Oil could hit $100 a barrel in 2023 as supply is forecast to grow slowly while demand is at a record high, according to Goldman Sachs.
Although the bank's baseline forecast is for Brent to stay at $85 a barrel next year and into 2023, oil prices could hit triple digits due to rising costs and potential supply shortages.
Suddenly forcing oil prices to spike high enough to hold back demand, said Damien Courvalin, director of energy research at Goldman Sachs.
The upside potential remains large, which is why Goldman Sachs remains bullish on oil even as the price of “black gold” has rallied more than 40% this year.
The upside potential remains large, which is why Goldman Sachs remains bullish on oil even as the price of “black gold” has rallied more than 40% this year.
The investment bank views the recent sell-off as outrageous due to unnecessary concerns over restrictive requirements related to the Omicron variant and expects investors to bottom out as soon as asset managers capital reallocation next year.
“Supply is not enough to meet demand,” Mr. Courvalin said on December 17. The price of oil must be higher than the cost of capital to finance the projects.”
The recent $10 drop in oil prices equates to a 5 million bpd drop in demand for three months.
“Supply is not enough to meet demand,” Mr. Courvalin said on December 17. The price of oil must be higher than the cost of capital to finance the projects.”
The recent $10 drop in oil prices equates to a 5 million bpd drop in demand for three months.
That might be an overreaction, Mr. Courvalin said, as governments appear to be dealing with the Omicron variant with more control measures than re-impositioning a new blockade.
In the longer term, GDP growth is facing challenges of inflation and more expensive funding as investors choose to support ESG-focused sectors (environmental, social and economic factors). administration).

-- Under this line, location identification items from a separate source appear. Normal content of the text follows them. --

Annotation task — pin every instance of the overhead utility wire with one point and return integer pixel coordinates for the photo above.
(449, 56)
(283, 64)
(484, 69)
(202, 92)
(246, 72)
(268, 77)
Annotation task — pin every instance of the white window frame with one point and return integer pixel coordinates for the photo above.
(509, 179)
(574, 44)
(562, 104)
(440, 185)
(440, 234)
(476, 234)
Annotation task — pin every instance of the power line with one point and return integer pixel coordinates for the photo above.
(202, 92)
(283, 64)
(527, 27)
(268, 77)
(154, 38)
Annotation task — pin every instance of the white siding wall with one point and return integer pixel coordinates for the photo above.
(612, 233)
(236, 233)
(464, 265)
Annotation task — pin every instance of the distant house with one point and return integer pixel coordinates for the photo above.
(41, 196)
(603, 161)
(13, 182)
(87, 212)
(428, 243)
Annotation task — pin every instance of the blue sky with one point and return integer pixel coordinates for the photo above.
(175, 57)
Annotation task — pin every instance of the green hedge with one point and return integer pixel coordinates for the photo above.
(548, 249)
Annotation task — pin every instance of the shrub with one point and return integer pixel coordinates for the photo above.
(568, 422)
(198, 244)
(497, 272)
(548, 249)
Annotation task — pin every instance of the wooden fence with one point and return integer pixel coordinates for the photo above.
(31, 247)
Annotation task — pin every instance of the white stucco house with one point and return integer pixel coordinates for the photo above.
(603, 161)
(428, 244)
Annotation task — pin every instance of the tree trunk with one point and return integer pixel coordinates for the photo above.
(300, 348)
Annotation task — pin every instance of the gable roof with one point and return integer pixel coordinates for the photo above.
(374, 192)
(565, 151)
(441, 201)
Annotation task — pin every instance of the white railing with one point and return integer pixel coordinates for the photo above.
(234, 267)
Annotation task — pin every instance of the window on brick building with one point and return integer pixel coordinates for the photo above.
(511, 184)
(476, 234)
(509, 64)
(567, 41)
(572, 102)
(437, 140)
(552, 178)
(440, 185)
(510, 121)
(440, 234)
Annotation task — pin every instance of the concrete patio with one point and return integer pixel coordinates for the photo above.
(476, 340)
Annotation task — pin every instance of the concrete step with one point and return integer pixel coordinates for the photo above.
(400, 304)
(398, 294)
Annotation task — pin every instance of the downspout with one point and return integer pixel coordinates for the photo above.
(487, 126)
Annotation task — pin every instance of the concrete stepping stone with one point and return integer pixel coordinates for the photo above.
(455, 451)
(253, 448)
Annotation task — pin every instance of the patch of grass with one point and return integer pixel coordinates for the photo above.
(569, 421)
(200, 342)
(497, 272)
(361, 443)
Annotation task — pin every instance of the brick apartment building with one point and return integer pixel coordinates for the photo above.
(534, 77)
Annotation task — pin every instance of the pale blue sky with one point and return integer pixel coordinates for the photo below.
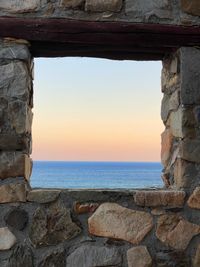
(96, 109)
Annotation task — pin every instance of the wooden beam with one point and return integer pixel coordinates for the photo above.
(118, 40)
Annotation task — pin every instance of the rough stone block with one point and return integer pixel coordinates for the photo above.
(166, 146)
(114, 221)
(43, 195)
(194, 199)
(185, 174)
(91, 255)
(13, 50)
(190, 150)
(196, 260)
(52, 225)
(81, 208)
(176, 123)
(139, 256)
(103, 5)
(166, 198)
(20, 116)
(191, 6)
(15, 164)
(7, 239)
(15, 80)
(21, 256)
(190, 76)
(19, 6)
(13, 192)
(10, 142)
(157, 8)
(170, 229)
(17, 218)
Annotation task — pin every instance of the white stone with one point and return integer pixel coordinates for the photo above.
(7, 239)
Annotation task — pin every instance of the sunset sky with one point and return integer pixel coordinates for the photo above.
(96, 110)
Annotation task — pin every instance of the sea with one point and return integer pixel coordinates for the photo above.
(96, 175)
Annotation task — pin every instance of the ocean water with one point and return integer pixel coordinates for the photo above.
(57, 174)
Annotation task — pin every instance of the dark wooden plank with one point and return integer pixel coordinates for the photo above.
(62, 37)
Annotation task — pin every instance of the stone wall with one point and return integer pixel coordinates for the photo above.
(101, 228)
(180, 113)
(95, 228)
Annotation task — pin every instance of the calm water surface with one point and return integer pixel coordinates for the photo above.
(96, 174)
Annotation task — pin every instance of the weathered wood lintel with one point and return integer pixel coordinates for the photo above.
(116, 40)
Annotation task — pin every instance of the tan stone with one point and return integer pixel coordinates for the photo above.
(190, 150)
(15, 164)
(166, 198)
(43, 195)
(139, 256)
(71, 3)
(176, 124)
(114, 221)
(166, 146)
(103, 5)
(194, 200)
(170, 229)
(7, 239)
(191, 6)
(13, 192)
(196, 260)
(184, 173)
(158, 211)
(81, 208)
(19, 6)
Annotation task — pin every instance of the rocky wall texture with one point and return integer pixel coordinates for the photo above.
(180, 113)
(182, 12)
(88, 228)
(16, 92)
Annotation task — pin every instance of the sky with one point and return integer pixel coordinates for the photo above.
(88, 109)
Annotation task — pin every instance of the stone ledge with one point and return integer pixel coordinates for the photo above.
(43, 195)
(166, 198)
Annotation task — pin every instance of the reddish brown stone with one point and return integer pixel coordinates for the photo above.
(176, 232)
(154, 198)
(139, 256)
(166, 146)
(85, 208)
(194, 200)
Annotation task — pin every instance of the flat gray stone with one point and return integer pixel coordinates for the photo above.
(43, 195)
(146, 9)
(14, 164)
(90, 255)
(114, 221)
(52, 225)
(17, 218)
(12, 51)
(15, 81)
(21, 256)
(56, 258)
(190, 76)
(139, 256)
(7, 239)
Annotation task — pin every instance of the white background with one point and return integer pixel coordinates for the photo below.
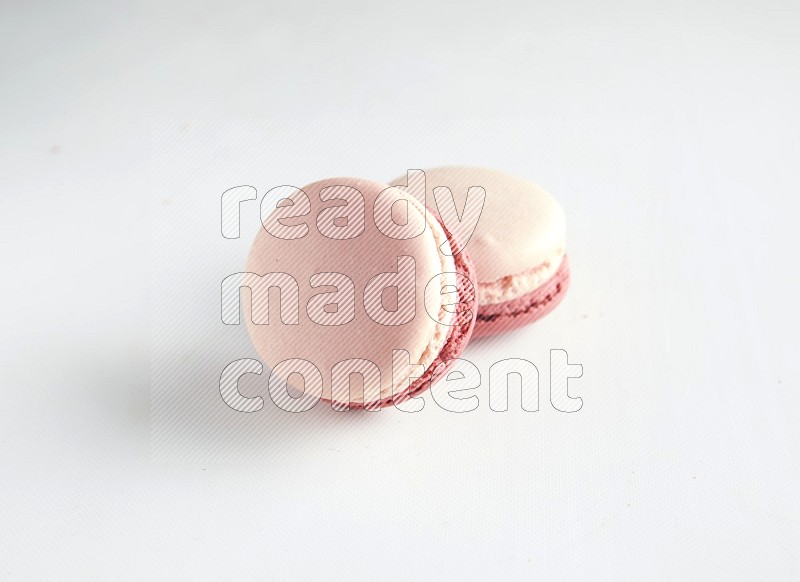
(668, 132)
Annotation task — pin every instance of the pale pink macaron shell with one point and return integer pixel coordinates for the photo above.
(360, 259)
(521, 230)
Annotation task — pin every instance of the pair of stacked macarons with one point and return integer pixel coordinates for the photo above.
(397, 277)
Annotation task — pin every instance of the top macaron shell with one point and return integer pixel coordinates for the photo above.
(522, 227)
(360, 258)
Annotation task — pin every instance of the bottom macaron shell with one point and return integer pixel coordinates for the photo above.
(502, 317)
(457, 337)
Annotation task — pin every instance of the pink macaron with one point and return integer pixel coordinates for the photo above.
(376, 299)
(518, 243)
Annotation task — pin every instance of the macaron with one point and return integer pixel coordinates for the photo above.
(518, 245)
(376, 299)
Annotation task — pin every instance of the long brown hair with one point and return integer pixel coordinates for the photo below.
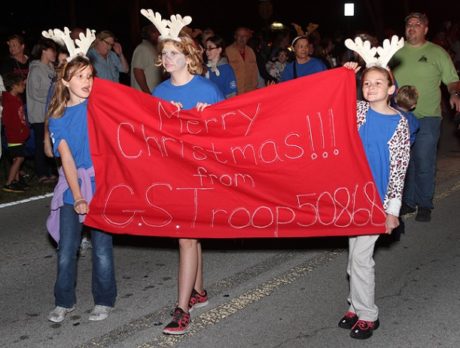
(61, 93)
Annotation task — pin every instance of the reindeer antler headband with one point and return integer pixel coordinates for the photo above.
(169, 29)
(368, 53)
(83, 43)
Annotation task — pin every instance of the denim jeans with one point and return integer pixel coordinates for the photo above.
(421, 173)
(103, 276)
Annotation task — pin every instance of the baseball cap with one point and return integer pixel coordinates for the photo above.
(418, 15)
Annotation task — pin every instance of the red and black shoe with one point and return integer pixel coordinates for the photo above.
(197, 300)
(364, 329)
(179, 324)
(348, 321)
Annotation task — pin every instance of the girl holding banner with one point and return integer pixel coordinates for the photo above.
(75, 188)
(384, 133)
(182, 58)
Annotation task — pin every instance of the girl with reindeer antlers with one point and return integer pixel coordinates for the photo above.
(76, 185)
(385, 136)
(182, 58)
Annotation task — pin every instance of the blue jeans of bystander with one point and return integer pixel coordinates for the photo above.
(421, 173)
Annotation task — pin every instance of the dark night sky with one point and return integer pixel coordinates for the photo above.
(121, 16)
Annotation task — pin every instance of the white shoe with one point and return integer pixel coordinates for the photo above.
(58, 314)
(99, 313)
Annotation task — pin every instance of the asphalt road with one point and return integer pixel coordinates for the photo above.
(263, 293)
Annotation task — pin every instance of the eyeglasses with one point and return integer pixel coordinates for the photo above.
(109, 43)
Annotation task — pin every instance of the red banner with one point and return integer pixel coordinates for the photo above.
(282, 161)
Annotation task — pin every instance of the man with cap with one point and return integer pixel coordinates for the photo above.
(424, 65)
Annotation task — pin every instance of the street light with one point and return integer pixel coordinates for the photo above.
(349, 9)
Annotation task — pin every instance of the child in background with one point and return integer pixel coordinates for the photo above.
(385, 136)
(72, 195)
(16, 128)
(182, 58)
(275, 68)
(406, 100)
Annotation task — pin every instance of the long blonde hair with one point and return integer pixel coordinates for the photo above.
(61, 93)
(190, 49)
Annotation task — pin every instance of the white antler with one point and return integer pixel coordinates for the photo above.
(177, 23)
(155, 18)
(169, 29)
(388, 49)
(364, 49)
(51, 35)
(63, 38)
(84, 42)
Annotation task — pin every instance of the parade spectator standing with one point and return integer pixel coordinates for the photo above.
(41, 74)
(406, 102)
(276, 67)
(16, 128)
(424, 65)
(243, 60)
(219, 71)
(303, 63)
(18, 61)
(107, 57)
(145, 75)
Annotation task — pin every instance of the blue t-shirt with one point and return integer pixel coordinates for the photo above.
(226, 81)
(314, 65)
(197, 90)
(375, 134)
(73, 128)
(413, 121)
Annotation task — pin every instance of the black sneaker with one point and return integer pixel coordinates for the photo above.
(179, 324)
(364, 329)
(423, 215)
(13, 187)
(348, 321)
(406, 209)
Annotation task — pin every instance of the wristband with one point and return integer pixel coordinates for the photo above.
(79, 202)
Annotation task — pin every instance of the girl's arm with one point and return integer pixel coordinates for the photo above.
(399, 160)
(71, 175)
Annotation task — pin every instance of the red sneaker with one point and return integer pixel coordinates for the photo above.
(197, 300)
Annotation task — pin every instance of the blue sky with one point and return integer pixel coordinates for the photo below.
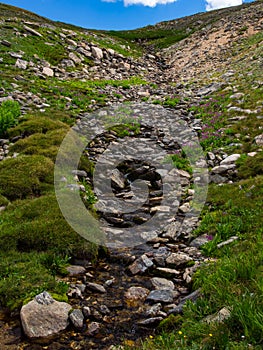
(118, 14)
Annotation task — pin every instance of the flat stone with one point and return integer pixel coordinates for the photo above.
(136, 295)
(162, 296)
(43, 320)
(48, 71)
(96, 287)
(199, 241)
(153, 321)
(75, 270)
(77, 318)
(167, 272)
(177, 259)
(140, 265)
(230, 159)
(97, 52)
(161, 283)
(93, 328)
(223, 168)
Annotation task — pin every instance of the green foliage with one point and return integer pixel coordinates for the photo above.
(41, 144)
(9, 113)
(251, 166)
(35, 124)
(25, 176)
(38, 225)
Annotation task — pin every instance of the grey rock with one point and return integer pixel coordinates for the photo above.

In the longer term, GDP growth is facing challenges of inflation and more expensive funding as investors choose to support ESG-focused sectors (environmental, social and economic factors). administration).
Investment in long-duration oil projects also declined due to uncertainty surrounding energy transition and its impact on fuel use.
Demand for gasoline, diesel and plastics is currently at record highs, with consumption expected to peak in 2022 and 2023, Courvalin said.
Demand for gasoline, diesel and plastics is currently at record highs, with consumption expected to peak in 2022 and 2023, Courvalin said.
Jet fuel usage will continue to slow due to Covid-19 travel restrictions, some pent-up travel demand is likely to emerge as borders reopen.